The Taoiseach misconstrued my question with regard to the Spring principles which state that people living in Ireland, north and south, without coercion and without violence should be free to determine their own futures. I suggest that that implies that the future for Northern Ireland may be different from the future of the Republic of Ireland. Does the Taoiseach stand by that principle?

Of course. We will pursue our best efforts to get a cessation of violence and after that we will pursue the talks process, on the basis that nothing will change in relation to the status of Northern Ireland without the consent of the majority. That has always been my position and it does not change.

Will the Taoiseach tell the House what is the barrier to the resumption of talks between the constitutional parties in Northern Ireland and does he agree that they should talk to one another now?

Of course they should talk to one another, but they all have given reasons as to why they are not doing so. Mr. Ian Paisley has given his reason and everybody should know it by now. As he says, he is always making himself abundantly clear. Mr. James Molyneaux has given his reasons for not resuming the talks. Mr. John Alderdice is ready to sit down and talk, as are the SDLP and the Irish Government. The question must be addressed to the Unionists and the Democratic Unionists. It is not for me to answer for them.

Will the Taoiseach say if his adviser on Northern Ireland is continuing to have talks with representatives of the republican movement in Northern Ireland?

Is it the British Government's intention?

Is the Taoiseach's adviser continuing to have talks with the representatives of the republican movement in Northern Ireland?

It is for the British Government to decide. They have already said that their communication lines will stay open. I got an assurance from the British Prime Minister, Mr. John Major, that it will not interfere with our talks process with them.

I asked about the Taoiseach's adviser, not about the British Government.

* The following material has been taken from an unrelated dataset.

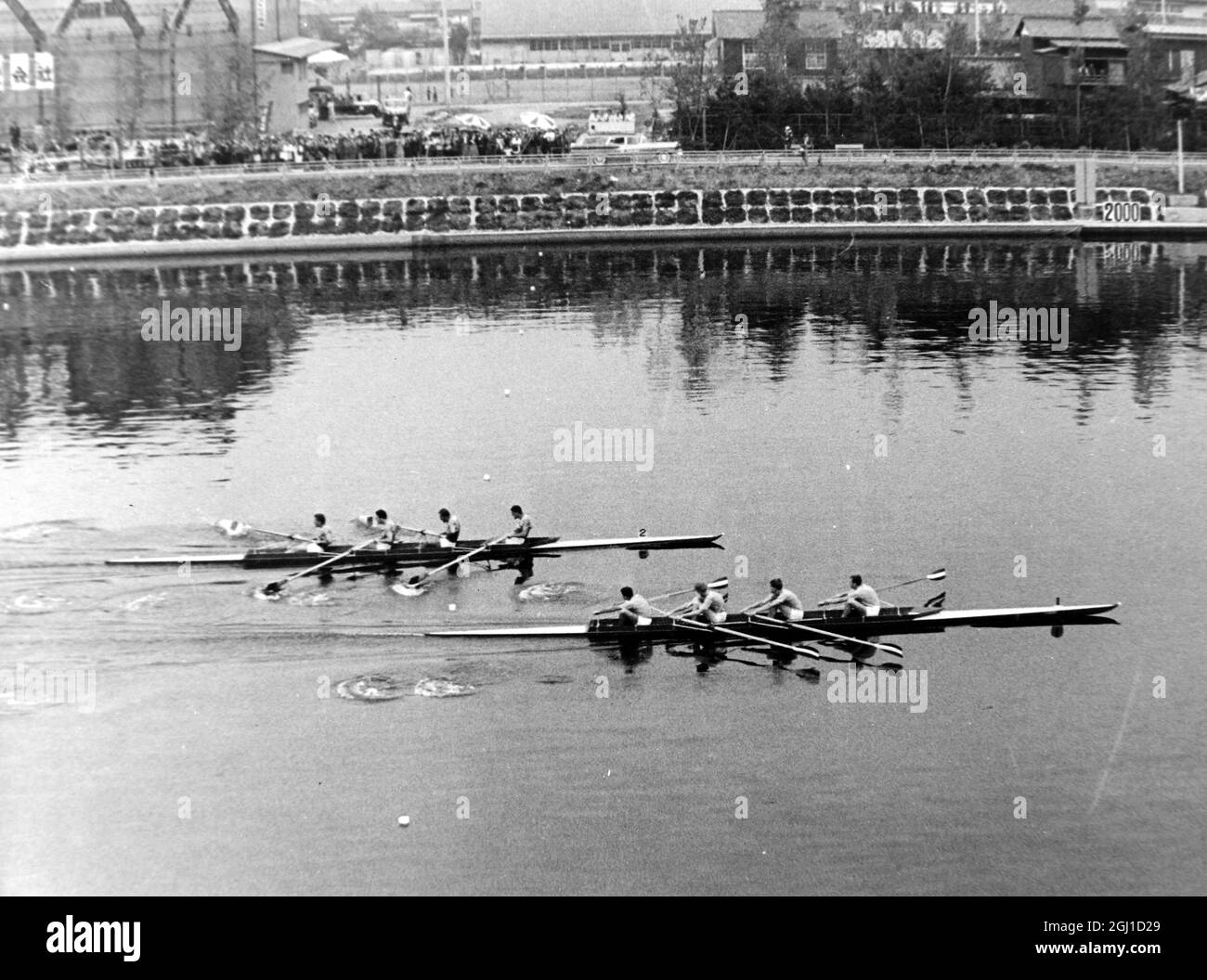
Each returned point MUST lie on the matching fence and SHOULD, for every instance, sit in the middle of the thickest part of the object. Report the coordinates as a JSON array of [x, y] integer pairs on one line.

I have already said that I have not met Sinn Féin or the IRA——

I am asking the Taoiseach's adviser.

—— and perhaps the Deputy should read the Evening Press of yesterday for corroborative evidence.

The Taoiseach sounds like John Major.

My adviser will continue with the general policy of previous Governments in relation to gathering information for me about the shifting opinions in the various Northern Ireland communities. The Irish people would want me to use that information to make the right decision in going forward to try to find peace.

Is there an agreement to have a further meeting with the UK Prime Minister before Christmas, after the meeting in Brussels next weekend?

I expect to have a meeting before Christmas in order to review progress that our officials have made during the summit in Brussels.